But what about combining characters? https://en.wikipedia.org/wiki/Combining_Dia...

dahfizz · on March 26, 2021

Combining characters are their own unicode codepoint, so they count towards length. The beauty of this approach is that its simple and objective.

If you had a list of 5 Dom Element objects, and one Dom Attr object, the length of that list is 6. Its nonsensical to say "The Attr object modifies an Element object, so its not really in the list".

shawnz · on March 26, 2021

Going by bytes is also simple and objective. And also totally arbitrary, just like going by codepoints.

Which is the most useful for dealing with strings in practice though? Are either interpretations useful at all?

dahfizz · on March 26, 2021

Going byte by byte is useless. You can't do anything with a single byte of a unicode codepoint (unless, by luck, the codepoint is encoded in a single byte).

Codepoint is the smallest useful unit of a unicode string. It is a character, and you can do all the character things with it.

If you wanted to implement a toUpper() function for example, you would want to iterate over all the codepoints.

masklinn · on March 26, 2021

> If you wanted to implement a toUpper() function for example, you would want to iterate over all the codepoints.

Nope. In order to deal with special casings you will have to span multiple codepoints, at which point it's no more work with whatever the code units are.

d110af5ccf · on March 26, 2021

> Combining characters are their own unicode codepoint, so they count towards length.

This is incredibly arbitrary - it depends entirely on what "length" means for a particular usecase. From the user's perspective there might only be a single character on the screen.

Any nontrivial string operation must be based around grapheme clusters, otherwise it is fundamentally broken.
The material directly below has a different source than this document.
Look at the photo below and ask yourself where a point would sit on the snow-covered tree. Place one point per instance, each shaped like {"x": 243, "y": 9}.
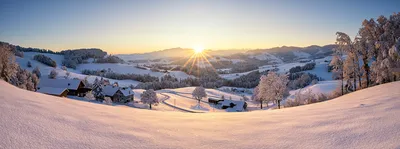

Codepoints are a useful encoding agnostic way to handle basic (split & concatenate) operations, but the method by which those offsets are determined needs to be grapheme cluster aware. Raw byte offsets are encoding specific and only really useful for allocating the underlying storage.

rurban · on March 26, 2021

You don't count the length. Length specifies the size of the internal encoding.

You count the width. And there are Unicode rules how you count the width. Which do change every year.